Modern art. I used to know what those words meant. Modern art began with Manet and the discovery of flatness as a value in painting. It reached a new clarity of purpose with Cézanne and exploded into full existence in Picasso's 1907 painting Les Demoiselles d'Avignon... or, if I remember The Shock of the New, it began with the Eiffel Tower and the motor car ...

I am talking, of course, about modernism – the art movement, or constellation of art movements, that is widely held to have ended in the 1960s. When I was a student, the fashionable term for what came afterwards was postmodernism. That fell with The Late Show. And now? Well, we all say "modern art" and mean anything from Duchamp to Ryan Gander.

When I realised a few years ago that people no longer had any reference to the history of modernism in mind when they said "modern art", I was shocked. I blamed it on Tate Modern for adopting such a grand name and then filling its opening displays with the brashly new back in the early noughties. But since then it has become clear that modern art, in its current sense of the art of today and its direct antecedents, is here to stay. It's understandable when we are so obviously living in modern times, in a world hurtling towards a new future every day. This is tomorrow. If modernism dreamt of a utopia, it's here.

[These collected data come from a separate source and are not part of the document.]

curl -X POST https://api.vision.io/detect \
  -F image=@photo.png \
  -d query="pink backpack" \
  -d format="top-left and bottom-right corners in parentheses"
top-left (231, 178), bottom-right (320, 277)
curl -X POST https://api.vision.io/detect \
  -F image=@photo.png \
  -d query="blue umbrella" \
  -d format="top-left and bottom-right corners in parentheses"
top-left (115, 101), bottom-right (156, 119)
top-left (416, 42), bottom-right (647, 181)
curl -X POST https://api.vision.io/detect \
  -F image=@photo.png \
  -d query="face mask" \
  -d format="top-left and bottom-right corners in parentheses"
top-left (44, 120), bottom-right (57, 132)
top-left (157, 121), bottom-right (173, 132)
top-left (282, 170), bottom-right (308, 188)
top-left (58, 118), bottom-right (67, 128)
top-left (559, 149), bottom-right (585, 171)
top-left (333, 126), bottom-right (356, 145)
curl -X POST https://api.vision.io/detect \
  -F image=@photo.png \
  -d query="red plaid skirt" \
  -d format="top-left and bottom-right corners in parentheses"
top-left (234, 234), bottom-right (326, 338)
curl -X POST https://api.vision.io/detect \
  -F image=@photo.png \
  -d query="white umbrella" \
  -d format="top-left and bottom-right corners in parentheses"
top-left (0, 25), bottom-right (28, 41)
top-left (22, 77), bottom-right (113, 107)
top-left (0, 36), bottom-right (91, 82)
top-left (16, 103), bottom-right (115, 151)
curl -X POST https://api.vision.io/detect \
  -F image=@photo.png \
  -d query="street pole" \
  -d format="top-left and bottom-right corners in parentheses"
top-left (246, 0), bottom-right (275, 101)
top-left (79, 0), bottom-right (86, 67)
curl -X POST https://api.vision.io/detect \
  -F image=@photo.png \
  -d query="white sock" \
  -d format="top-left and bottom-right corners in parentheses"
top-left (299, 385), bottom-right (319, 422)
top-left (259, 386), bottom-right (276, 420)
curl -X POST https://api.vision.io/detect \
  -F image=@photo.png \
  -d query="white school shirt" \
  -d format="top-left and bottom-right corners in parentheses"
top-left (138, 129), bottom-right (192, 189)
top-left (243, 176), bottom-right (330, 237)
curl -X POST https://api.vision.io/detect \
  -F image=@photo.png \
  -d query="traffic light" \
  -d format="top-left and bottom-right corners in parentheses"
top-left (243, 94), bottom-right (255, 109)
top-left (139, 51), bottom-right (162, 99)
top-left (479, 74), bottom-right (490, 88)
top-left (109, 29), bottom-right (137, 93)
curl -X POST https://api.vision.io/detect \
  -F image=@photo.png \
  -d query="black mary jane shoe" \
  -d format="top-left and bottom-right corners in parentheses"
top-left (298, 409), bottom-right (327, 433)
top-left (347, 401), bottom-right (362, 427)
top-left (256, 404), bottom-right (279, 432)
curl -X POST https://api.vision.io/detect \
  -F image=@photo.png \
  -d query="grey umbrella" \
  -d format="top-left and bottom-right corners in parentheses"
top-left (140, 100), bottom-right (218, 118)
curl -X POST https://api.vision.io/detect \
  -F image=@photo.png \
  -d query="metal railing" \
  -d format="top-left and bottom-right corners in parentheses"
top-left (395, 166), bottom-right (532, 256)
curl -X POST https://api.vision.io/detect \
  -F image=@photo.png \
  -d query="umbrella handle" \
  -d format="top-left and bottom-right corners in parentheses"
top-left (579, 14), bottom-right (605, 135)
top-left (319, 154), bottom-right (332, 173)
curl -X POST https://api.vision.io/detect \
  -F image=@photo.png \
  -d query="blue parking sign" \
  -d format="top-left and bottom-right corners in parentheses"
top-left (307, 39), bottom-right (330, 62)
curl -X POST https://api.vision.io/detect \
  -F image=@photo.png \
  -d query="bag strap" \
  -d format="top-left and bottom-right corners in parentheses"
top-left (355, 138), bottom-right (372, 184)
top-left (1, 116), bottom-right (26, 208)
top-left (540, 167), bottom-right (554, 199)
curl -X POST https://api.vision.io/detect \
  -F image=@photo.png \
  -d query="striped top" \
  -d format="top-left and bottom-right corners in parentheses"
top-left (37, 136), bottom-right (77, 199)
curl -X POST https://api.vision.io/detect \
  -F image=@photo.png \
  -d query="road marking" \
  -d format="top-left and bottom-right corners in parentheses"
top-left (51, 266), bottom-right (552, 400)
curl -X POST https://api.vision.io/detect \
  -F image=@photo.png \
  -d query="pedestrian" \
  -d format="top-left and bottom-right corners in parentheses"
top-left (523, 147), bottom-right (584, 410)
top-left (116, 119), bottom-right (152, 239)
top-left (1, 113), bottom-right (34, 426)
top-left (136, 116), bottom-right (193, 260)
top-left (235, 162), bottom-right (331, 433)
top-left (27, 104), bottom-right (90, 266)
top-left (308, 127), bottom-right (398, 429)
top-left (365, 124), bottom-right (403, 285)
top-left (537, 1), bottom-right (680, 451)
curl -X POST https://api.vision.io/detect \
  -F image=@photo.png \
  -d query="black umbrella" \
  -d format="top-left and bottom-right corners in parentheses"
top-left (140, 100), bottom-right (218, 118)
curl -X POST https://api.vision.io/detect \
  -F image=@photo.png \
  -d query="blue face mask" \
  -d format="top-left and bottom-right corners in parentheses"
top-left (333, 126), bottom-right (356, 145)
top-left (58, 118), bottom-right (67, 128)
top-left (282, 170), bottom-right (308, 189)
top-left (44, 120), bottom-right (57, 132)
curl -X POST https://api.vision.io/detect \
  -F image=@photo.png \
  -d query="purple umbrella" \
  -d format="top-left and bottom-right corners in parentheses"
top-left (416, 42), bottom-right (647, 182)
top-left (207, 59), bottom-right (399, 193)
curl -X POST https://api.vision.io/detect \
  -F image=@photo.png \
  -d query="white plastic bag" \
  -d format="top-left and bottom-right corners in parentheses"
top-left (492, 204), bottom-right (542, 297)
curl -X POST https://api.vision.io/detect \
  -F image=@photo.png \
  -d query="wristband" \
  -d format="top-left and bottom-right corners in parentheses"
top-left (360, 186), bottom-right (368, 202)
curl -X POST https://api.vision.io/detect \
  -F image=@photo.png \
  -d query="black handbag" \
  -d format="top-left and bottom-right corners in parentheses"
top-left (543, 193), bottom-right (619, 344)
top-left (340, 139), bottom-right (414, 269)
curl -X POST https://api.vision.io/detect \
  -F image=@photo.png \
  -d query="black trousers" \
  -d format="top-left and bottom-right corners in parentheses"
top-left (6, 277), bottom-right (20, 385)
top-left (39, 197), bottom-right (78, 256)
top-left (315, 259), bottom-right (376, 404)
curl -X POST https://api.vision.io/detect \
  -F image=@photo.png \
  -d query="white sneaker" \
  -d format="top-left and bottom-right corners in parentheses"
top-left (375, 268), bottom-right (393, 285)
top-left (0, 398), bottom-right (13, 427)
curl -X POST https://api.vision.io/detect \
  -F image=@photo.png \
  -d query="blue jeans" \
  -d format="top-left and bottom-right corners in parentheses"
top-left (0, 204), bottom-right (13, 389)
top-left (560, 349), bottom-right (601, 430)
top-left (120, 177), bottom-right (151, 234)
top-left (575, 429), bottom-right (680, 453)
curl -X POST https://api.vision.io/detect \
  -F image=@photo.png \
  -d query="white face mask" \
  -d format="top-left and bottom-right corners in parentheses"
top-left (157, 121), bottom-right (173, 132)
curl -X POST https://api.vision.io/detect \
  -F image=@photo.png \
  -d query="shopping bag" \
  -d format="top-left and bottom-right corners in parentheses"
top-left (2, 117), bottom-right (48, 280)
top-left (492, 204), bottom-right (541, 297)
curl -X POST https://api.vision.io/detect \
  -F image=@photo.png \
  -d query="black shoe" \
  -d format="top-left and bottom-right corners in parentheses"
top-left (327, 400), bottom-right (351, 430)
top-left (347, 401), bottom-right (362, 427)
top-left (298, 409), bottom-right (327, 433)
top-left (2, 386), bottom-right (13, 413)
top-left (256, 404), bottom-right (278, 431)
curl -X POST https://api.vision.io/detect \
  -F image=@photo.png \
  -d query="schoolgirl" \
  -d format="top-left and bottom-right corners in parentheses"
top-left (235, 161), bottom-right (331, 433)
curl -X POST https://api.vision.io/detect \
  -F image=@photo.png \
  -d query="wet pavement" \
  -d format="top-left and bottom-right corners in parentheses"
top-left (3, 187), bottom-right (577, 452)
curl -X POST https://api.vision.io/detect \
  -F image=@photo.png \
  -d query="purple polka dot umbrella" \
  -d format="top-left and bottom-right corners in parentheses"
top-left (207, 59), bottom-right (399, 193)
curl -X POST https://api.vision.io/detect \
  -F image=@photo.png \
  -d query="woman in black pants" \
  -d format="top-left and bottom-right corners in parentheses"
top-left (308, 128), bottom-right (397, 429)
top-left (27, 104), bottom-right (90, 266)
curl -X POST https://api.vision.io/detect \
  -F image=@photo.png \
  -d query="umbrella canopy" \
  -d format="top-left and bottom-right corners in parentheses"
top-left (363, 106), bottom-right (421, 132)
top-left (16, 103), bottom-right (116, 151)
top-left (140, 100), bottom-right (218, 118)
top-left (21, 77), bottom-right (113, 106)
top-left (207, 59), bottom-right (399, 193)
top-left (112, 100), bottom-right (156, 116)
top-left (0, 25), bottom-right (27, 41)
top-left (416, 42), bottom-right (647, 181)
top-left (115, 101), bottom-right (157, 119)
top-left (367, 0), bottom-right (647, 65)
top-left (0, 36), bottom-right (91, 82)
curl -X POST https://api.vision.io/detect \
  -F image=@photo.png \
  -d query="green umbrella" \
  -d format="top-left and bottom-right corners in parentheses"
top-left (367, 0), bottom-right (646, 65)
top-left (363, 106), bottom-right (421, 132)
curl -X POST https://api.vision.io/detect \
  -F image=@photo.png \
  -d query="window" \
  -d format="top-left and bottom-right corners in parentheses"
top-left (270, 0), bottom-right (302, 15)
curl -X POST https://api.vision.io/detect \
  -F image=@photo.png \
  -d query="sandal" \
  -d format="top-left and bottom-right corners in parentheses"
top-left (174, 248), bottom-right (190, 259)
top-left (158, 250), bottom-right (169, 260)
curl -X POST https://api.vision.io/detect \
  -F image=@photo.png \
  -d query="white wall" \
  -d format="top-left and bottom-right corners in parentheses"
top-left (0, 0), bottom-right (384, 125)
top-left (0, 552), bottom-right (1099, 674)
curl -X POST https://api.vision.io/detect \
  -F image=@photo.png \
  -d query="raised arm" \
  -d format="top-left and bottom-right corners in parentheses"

But, when I personally say "a great modern artist", I still probably mean an artist who worked before 1960. We may have modern art, but modernism (RIP) still sets the bar higher than most of our own moderns dream of.

And this is the problem that dogs the art critic in the 21st century. Our glibly high evaluation of today's art, casually calling it "modern art" as if it could ride roughshod over the achievements of the last century, and we could cherry pick modernism's history to find phoney lineages for whatever we want to plug, is a massive lie. The arts in the period between 1880 and 1920 reached heights of achievement unseen since the Renaissance. The avant garde in its prime was all greatness, all glory. With the best will in the world, and however much we find to admire and to hope for, our time is mannerist in comparison. Modern art? I wish it would come back.